The primary objective of episodic memory is to enhance agent learning and adaptability by capturing conversational examples—both positive and negative. These examples inform and refine future agent behavior, resulting in more context-aware, user-aligned, and effective responses.

Automatic Conversation Analysis

Episodic memory also supports automatic extraction and storage of conversational examples without explicit user feedback.
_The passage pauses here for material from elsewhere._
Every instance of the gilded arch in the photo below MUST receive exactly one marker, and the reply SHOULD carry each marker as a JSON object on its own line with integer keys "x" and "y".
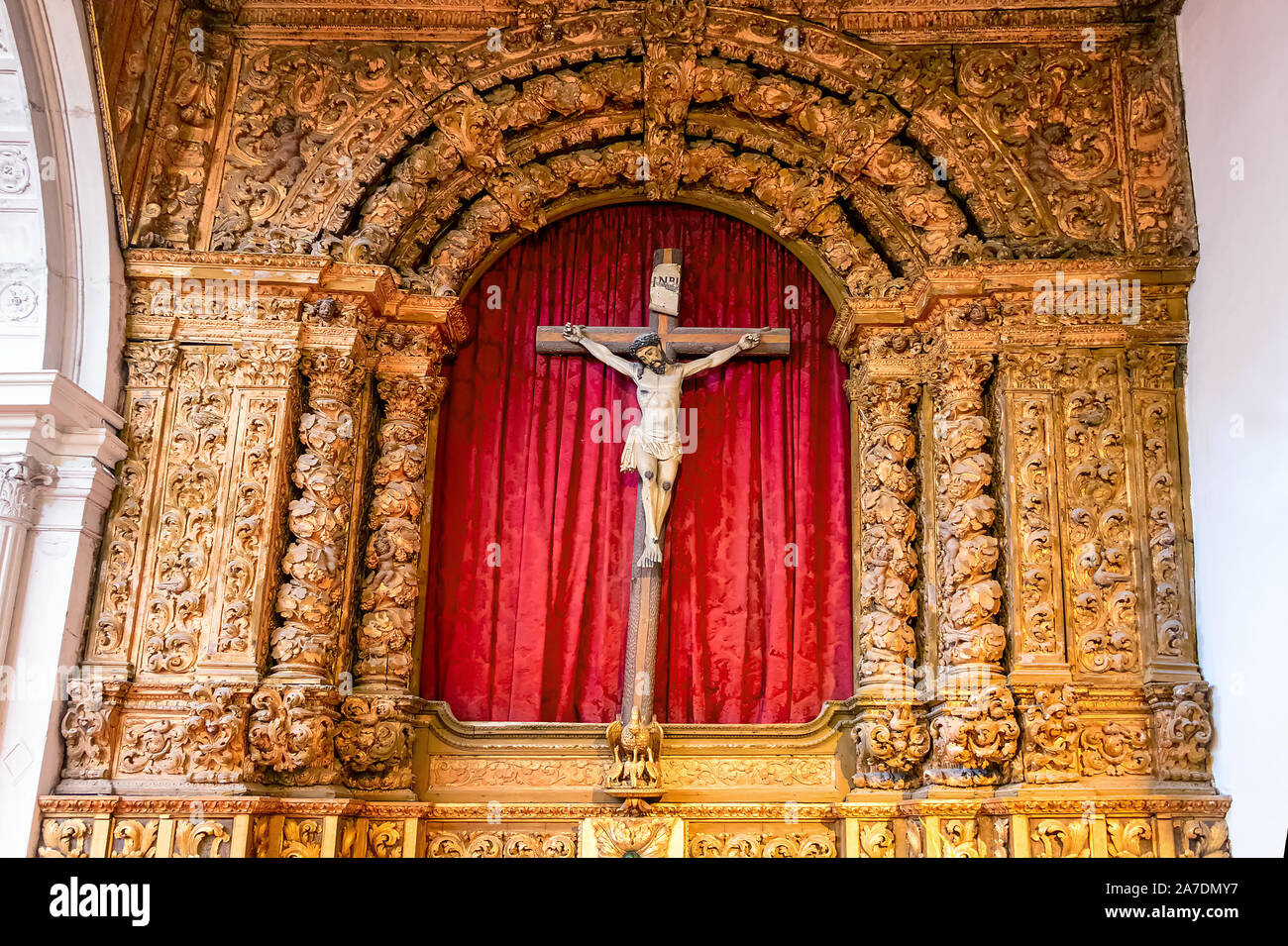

This approach is implemented for all agent templates and leverages both short-term memory and LLM-based analysis:

The system maintains a short-term memory buffer, typically containing the latest four conversations.
When analyzing for learning opportunities, the system makes an LLM call to process these recent conversations and extract appropriate query-to-final-response pairs.
The analysis focuses on identifying explicit or implicit user feedback (positive or negative) and links it to the original, meaningful user query and the final AI response that was evaluated.
Only substantive queries are considered; clarifications, format requests, and meta-requests are ignored.
Tool usage patterns from successful interactions are preserved for future learning.

Conversation Analysis Criteria

Positive Indicators: Explicit signals (e.g., "helpful", "thank you", "good"), engagement, or resolution.
Negative Indicators: Explicit negatives (e.g., "wrong", "not correct"), rejections, corrections, or signs of dissatisfaction.
No Feedback: If the user moves on without evaluative feedback, the pair is ignored.

Similarity Scoring and Example Retrieval

To retrieve the most relevant examples from episodic memory, the system employs advanced similarity scoring techniques:

Bi-Encoders: Used to generate embeddings for both stored examples and the incoming user query, enabling efficient retrieval of candidate examples based on vector similarity in the embedding space.
Cross-Encoders: Applied to the top candidate examples for more precise, context-aware similarity scoring between the user query and stored examples. This ensures that the most contextually relevant positive and negative examples are selected for few-shot learning.

By leveraging bi-encoders and cross-encoders, the agent can accurately identify and utilize examples that are most similar to the current user query, resulting in more effective and contextually appropriate responses.

Learning Application and Continuous Improvement

Positive Example Usage:
- The agent follows successful response formats, tool usage, and explanation styles from positive examples.
Negative Example Learning:
- The agent avoids unsuccessful approaches, prevents repeated errors, and develops alternative strategies for similar contexts.

Retrieval and Application Process

The new user query is analyzed for similarity to stored examples.
The system finds relevant positive and negative examples using similarity scoring.
Retrieved examples are formatted as guidance context for the agent.
The agent uses these examples to inform response style, tool selection, and approach.
Each new interaction becomes a potential example for future learning, supporting continuous improvement and adaptation.

Manual Feedback System

The chat inference interface allows users to provide feedback on each AI response. Users can mark a response as positive or negative, which stores the current query-response pair as a positive or negative example. If the same feedback is clicked again, the stored example is deleted. Switching feedback updates the example type. The system processes these actions through backend API calls and provides visual feedback to indicate the current state. This mechanism helps the agent learn from user preferences and improve future responses.

Episodic Memory Chat Inference

The following example illustrates how episodic memory operates during chat inference:

The user submits a query and then requests the response in a specific format (e.g., JSON).
The system stores the original query and the final response (in JSON) as an episodic example, based on explicit user satisfaction.
For subsequent queries, if a similar context is detected, the agent references the stored example:
- If the previous example was positive, the agent follows the same response format.
- If the previous example was negative, the agent avoids generating a similar response.